MBTA F40PH-2C 1050 wrote:Also of note, MassDOT is planning for a massive Tie replacement job on the Middleboro Secondary between Attleboro and Middleboro scheduled to start this fall. This line is planned on getting the works, new ties and stone, to upgrade it to decent speeds...the current numbers are planed on replacing roughly 1300 ties a mile
This goes hand-in-hand with the Framingham Sec. upgrades. CSX is getting 286K loading weight extended from Medfield Jct., where it currently ends, to Mansfield Jct. That's good enough for heavier carloads on the NEC local that trawls the industrial spur a little bit north of Mansfield Jct. to South Attleboro, since the NEC Shoreline got rated 286 pretty much all spots where the extant freight jobs roam when Amtrak did the Acela/electrification rebuild 15 years ago. But CSX doesn't really gain any revenue increase from the uprate unless the Middleboro Sec. gets upgraded to Taunton where it can eventually accept 286K loads out of Fall River and New Bedford when those lines get the last of their (NON- South Coast FAIL -related) repairs. MassDOT has settled on a default Class 2 maintenance standard for any such secondaries or branches prioritized for this scope of freight investment, with the freight carriers obligated to pay to keep it that way for any self-contributed costs for wear and tear their trains put on the state's infrastructure.
It's all itemized in the MA State Rail Plan filed with the FRA, so all of this work has been ID'd as a freight priority for years now.
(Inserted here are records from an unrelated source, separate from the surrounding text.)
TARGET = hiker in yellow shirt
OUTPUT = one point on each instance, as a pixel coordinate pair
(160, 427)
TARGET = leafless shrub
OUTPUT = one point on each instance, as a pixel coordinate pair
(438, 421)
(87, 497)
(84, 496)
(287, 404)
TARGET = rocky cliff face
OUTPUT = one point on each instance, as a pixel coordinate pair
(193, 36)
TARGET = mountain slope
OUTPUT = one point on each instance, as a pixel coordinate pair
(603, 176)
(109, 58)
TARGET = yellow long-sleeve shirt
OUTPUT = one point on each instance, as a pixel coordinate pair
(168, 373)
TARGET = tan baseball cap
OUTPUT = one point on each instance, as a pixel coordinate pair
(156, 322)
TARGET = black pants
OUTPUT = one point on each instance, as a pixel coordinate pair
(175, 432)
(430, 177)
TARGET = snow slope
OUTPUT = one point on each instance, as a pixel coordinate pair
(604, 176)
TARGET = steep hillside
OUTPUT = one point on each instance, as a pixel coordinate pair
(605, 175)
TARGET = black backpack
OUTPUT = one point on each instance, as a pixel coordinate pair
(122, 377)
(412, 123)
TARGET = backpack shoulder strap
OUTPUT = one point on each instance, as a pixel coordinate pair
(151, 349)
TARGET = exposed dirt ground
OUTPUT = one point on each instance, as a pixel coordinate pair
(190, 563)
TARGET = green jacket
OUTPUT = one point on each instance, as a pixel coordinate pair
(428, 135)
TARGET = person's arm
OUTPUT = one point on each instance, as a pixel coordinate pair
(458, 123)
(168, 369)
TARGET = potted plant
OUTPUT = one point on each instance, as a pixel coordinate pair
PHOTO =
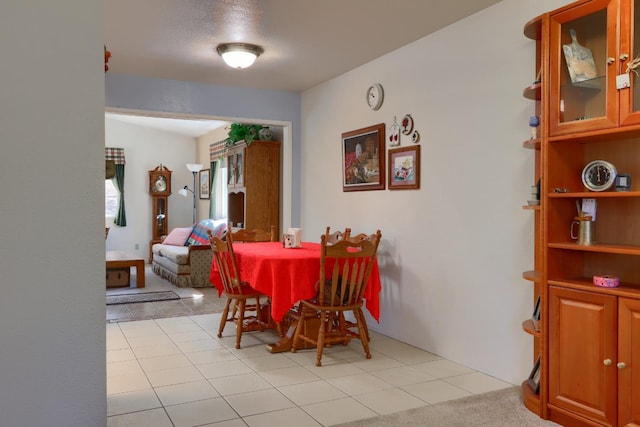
(242, 132)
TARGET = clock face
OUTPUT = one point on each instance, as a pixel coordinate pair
(375, 96)
(160, 184)
(599, 175)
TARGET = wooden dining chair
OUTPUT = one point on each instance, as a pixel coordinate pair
(247, 316)
(255, 235)
(345, 268)
(336, 236)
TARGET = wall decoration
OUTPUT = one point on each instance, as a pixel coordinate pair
(394, 133)
(407, 124)
(363, 159)
(404, 168)
(205, 182)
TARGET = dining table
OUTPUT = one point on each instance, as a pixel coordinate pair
(286, 276)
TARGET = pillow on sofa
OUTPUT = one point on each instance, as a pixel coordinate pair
(178, 236)
(199, 234)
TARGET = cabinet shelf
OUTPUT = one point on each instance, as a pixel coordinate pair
(594, 194)
(586, 284)
(600, 247)
(533, 92)
(532, 276)
(529, 328)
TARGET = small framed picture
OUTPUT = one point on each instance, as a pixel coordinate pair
(535, 317)
(205, 184)
(404, 168)
(534, 377)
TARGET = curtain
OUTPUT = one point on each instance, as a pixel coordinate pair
(213, 186)
(117, 156)
(216, 152)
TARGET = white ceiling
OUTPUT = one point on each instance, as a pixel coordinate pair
(306, 42)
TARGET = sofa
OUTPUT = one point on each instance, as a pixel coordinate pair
(184, 256)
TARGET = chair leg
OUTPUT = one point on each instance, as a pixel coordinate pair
(364, 324)
(240, 321)
(223, 319)
(297, 333)
(321, 332)
(362, 329)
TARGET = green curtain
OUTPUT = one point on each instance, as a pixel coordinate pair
(121, 217)
(212, 190)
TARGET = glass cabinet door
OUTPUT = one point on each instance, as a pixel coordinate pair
(629, 51)
(583, 67)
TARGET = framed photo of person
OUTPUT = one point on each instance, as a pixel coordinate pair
(363, 159)
(404, 168)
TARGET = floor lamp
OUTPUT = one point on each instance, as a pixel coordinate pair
(194, 168)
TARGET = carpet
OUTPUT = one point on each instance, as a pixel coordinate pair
(143, 297)
(501, 408)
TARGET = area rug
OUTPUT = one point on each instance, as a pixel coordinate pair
(144, 297)
(502, 408)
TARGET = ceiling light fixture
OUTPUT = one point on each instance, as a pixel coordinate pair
(239, 55)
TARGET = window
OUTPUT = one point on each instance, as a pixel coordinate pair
(111, 197)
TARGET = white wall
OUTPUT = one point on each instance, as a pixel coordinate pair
(453, 251)
(144, 149)
(52, 306)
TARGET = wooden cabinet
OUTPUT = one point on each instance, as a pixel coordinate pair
(589, 339)
(253, 182)
(591, 372)
(607, 30)
(533, 30)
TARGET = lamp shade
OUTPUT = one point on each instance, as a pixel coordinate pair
(239, 55)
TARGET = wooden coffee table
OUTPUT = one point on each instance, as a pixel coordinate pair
(121, 259)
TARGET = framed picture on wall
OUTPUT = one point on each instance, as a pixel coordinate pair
(404, 168)
(205, 183)
(363, 159)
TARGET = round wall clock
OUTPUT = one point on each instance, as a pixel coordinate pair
(599, 175)
(375, 96)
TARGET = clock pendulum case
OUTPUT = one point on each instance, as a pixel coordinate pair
(159, 190)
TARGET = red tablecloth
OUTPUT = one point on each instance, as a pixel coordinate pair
(288, 275)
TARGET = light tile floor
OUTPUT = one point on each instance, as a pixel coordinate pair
(175, 372)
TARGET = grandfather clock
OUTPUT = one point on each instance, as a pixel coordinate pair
(159, 190)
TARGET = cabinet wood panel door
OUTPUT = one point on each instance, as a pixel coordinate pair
(583, 353)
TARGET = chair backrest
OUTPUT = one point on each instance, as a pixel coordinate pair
(358, 237)
(336, 236)
(225, 260)
(256, 235)
(345, 268)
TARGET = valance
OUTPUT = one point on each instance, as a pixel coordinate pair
(115, 154)
(216, 150)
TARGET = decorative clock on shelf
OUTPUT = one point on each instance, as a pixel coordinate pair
(599, 175)
(159, 190)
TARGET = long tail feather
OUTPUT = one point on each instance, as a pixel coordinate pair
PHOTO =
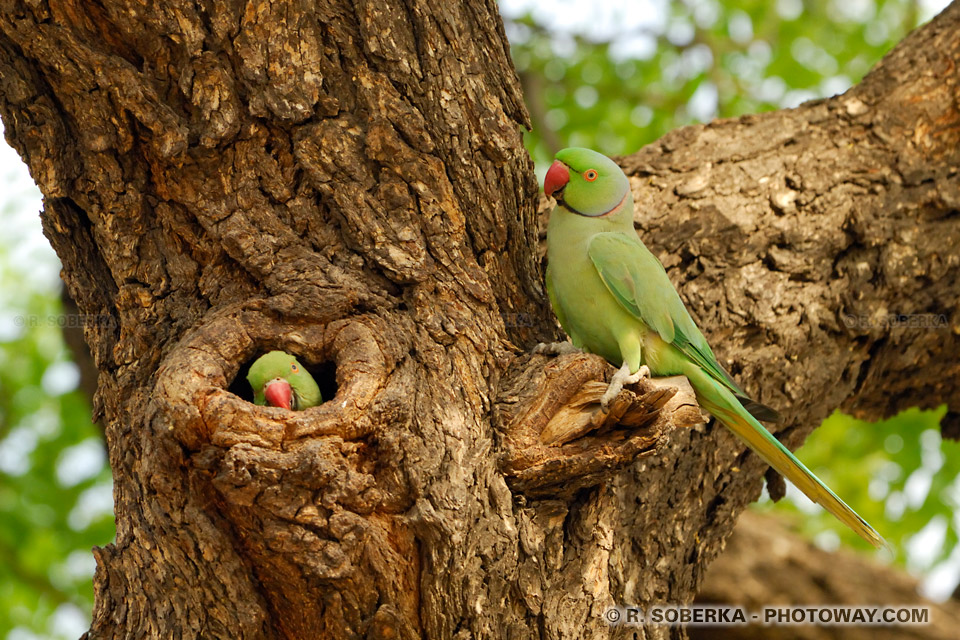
(722, 404)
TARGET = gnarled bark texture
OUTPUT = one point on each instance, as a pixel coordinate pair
(346, 181)
(767, 565)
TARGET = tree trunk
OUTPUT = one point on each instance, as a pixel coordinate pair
(346, 181)
(766, 565)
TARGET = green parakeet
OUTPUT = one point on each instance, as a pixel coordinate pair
(279, 380)
(614, 299)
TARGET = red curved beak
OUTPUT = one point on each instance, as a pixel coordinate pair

Nothing surprising...and it is a MassDOT, not MBTA, budget that's paying for this. These would just be the first couple installments of that long-anticipated work finally grinding into gear. With later installments to come when they do more freight-only work on the South Coast branches. The only immediate passenger relevance for this is that by speccing a Class 2 maint standard it becomes way easier to reach for Class 3 or 4 when it's time to enact commuter rail to Foxboro, a Providence-flank Cape Flyer funded by RIDOT, or a fond return of the Amtrak Cape Codder. If the rail replacement is done and the bridges are brought up to state-of-repair for 286K weight, then the difference between Class 2 and the next two speed tiers is simply the ratio of good ties to bad for every several dozen ties on a tangent or curved stretch of track. Meaning, further uprates are mostly self-contained in additional funding rounds of tie replacement to increase the "good" tie ratio to what's required of the higher track class (and obviously signalization if you want Class 4 instead of the Class 3 ceiling for dark territory).